Interview: Bauernhöfe im Spannungsfeld "Zukunft"
Die Hintergründe
Digitalisierung, Klimawandel und gleichzeitig immer weniger Werkzeuge, um die Pflanzen am Acker gesund zu erhalten. Diesem Spannungsfeld begegnen Bäuerinnen und Bauern immer wieder mit Innovationsgeist und Leidenschaft. Gemeinsam mit Landwirtschaftskammer NÖ-Vizepräsident Lorenz Mayr stellen wir uns die Frage, welche Werkzeuge es künftig auf unseren Bauernhöfen braucht, um weiterhin wirtschaften zu können.
lk online: Die Produktionsbedingungen werden für unsere Bäuerinnen und Bauern nicht einfacher, im Gegenteil. Worauf kommt es an, wenn es darum geht eine sichere, nachhaltige Versorgung zu gewährleisten?

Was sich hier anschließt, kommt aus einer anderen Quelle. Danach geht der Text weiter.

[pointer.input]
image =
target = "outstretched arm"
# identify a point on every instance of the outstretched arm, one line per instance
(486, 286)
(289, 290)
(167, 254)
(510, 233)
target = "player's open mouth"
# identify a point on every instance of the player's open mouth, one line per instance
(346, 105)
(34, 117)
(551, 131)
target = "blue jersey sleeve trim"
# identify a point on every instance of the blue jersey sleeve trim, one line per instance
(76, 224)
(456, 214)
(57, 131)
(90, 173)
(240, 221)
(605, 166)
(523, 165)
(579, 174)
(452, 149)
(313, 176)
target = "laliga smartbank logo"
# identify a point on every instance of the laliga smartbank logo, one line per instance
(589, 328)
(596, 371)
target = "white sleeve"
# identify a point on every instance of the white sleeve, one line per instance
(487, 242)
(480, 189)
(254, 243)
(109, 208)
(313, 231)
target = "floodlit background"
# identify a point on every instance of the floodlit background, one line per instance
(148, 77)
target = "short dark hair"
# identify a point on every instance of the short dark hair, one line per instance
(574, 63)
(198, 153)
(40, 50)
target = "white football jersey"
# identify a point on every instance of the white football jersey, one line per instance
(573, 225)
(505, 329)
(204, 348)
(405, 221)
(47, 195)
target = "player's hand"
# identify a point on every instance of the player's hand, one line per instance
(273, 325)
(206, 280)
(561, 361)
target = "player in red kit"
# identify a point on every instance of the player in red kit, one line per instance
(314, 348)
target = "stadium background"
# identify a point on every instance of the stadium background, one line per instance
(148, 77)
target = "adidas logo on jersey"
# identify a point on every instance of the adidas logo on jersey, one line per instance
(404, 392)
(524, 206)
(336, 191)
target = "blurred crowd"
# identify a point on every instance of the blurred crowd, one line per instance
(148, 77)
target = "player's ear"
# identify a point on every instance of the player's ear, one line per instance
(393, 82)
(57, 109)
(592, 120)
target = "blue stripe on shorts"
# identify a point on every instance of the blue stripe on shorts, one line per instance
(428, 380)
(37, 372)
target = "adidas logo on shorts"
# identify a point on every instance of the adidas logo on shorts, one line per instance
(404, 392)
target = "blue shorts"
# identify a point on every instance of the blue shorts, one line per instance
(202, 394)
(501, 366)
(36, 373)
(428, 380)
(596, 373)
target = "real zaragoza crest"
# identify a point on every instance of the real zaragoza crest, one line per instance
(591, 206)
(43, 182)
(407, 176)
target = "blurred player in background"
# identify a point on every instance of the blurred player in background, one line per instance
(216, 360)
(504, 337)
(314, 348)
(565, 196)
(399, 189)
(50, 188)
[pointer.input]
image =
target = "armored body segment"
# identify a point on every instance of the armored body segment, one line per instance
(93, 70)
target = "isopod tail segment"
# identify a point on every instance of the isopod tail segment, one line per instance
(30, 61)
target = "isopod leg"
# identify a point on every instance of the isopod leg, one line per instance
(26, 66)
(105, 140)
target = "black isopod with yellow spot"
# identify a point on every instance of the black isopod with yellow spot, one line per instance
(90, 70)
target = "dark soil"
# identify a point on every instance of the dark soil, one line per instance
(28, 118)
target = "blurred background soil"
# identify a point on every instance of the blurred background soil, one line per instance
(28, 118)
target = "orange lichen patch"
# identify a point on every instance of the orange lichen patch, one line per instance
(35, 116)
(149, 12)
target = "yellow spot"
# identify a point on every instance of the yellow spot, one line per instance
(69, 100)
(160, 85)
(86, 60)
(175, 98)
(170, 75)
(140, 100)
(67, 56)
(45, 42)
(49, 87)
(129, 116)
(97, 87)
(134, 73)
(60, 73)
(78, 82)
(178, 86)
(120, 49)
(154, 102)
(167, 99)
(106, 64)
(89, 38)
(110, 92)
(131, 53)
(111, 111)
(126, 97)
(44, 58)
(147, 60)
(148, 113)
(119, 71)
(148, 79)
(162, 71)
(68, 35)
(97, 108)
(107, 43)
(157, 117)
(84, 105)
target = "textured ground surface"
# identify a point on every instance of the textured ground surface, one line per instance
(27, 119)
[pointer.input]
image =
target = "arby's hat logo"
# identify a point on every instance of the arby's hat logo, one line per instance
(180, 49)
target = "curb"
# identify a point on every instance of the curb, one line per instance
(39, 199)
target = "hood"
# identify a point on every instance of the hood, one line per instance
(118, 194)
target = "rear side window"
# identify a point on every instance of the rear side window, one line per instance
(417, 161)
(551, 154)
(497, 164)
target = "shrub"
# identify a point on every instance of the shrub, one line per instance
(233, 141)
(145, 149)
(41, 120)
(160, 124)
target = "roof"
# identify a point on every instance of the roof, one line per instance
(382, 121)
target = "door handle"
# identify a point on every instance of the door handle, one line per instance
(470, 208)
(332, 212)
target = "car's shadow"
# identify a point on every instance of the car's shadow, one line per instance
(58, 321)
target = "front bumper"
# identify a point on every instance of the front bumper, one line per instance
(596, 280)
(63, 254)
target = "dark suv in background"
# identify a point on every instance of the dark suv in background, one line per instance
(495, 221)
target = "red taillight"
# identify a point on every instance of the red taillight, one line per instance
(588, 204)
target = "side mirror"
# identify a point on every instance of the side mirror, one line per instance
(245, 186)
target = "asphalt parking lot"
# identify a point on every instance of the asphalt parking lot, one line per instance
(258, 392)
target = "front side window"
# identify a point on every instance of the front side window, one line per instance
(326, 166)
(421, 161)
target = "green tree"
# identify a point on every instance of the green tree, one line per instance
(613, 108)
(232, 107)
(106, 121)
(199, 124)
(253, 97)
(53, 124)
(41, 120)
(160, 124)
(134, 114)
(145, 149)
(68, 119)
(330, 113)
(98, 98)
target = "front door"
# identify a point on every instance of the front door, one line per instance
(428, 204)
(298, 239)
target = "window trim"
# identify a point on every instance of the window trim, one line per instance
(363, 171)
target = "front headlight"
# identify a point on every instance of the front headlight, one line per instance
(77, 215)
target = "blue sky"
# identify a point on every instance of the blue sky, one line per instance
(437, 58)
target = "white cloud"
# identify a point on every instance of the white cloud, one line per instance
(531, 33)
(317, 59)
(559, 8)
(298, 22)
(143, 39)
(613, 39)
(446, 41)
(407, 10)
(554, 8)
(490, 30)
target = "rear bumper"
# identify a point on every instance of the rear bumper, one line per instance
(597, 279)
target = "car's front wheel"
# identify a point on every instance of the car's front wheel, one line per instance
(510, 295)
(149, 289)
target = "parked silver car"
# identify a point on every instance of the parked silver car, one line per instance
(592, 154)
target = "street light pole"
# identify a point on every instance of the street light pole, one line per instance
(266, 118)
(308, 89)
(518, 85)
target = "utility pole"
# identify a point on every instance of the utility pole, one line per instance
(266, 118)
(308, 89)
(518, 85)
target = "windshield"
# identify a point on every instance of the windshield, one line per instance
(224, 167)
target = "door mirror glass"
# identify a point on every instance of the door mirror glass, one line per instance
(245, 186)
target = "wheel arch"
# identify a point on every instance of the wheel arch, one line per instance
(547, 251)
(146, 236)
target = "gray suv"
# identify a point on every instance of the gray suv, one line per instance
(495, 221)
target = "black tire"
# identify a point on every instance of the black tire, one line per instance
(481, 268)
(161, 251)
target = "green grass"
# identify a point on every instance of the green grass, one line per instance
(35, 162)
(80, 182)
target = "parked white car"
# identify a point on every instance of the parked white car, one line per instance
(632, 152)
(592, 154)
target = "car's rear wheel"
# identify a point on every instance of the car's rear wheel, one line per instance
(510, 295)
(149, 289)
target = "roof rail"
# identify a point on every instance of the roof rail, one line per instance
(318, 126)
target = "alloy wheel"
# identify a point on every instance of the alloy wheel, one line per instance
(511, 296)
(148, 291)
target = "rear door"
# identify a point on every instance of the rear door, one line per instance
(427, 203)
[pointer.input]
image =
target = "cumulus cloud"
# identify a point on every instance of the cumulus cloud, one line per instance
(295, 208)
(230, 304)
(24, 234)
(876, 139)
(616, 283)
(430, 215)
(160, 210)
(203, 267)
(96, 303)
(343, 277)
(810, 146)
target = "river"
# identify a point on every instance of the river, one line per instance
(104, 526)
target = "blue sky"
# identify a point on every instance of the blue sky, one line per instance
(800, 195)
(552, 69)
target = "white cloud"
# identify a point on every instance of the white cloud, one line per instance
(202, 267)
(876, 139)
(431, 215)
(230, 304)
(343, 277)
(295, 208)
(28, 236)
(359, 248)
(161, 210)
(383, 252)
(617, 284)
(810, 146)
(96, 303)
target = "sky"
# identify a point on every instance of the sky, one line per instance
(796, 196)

Landwirtschaftskammer NÖ-Vizepräsident Lorenz Mayr: Die Versorgungssicherheit ist ein komplexes Thema und wird von vielen Faktoren beeinflusst − von der Produktivität unserer Flächen, politischen und wirtschaftlichen Rahmenbedingungen bis hin zu Umweltauflagen und der Nachfrage der Konsumentinnen und Konsumenten. Wenn es um die Absicherung der Versorgung geht, ist das Um und Auf, die Produktion abzusichern. Denn nur, wenn produziert werden kann, kann die Versorgung mit leistbaren, qualitativ hochwertigen Lebensmitteln und nachhaltigen Rohstoffen aus Österreich sichergestellt werden. Hier stoßen wir immer öfter an unsere Grenzen.
lk online: Die Folgen des Klimawandels betreffen sehr viele Branchen weltweit. Welche Auswirkungen hat der Klimawandel konkret auf die österreichische Landwirtschaft und wie passen sich die bäuerlichen Betriebe an?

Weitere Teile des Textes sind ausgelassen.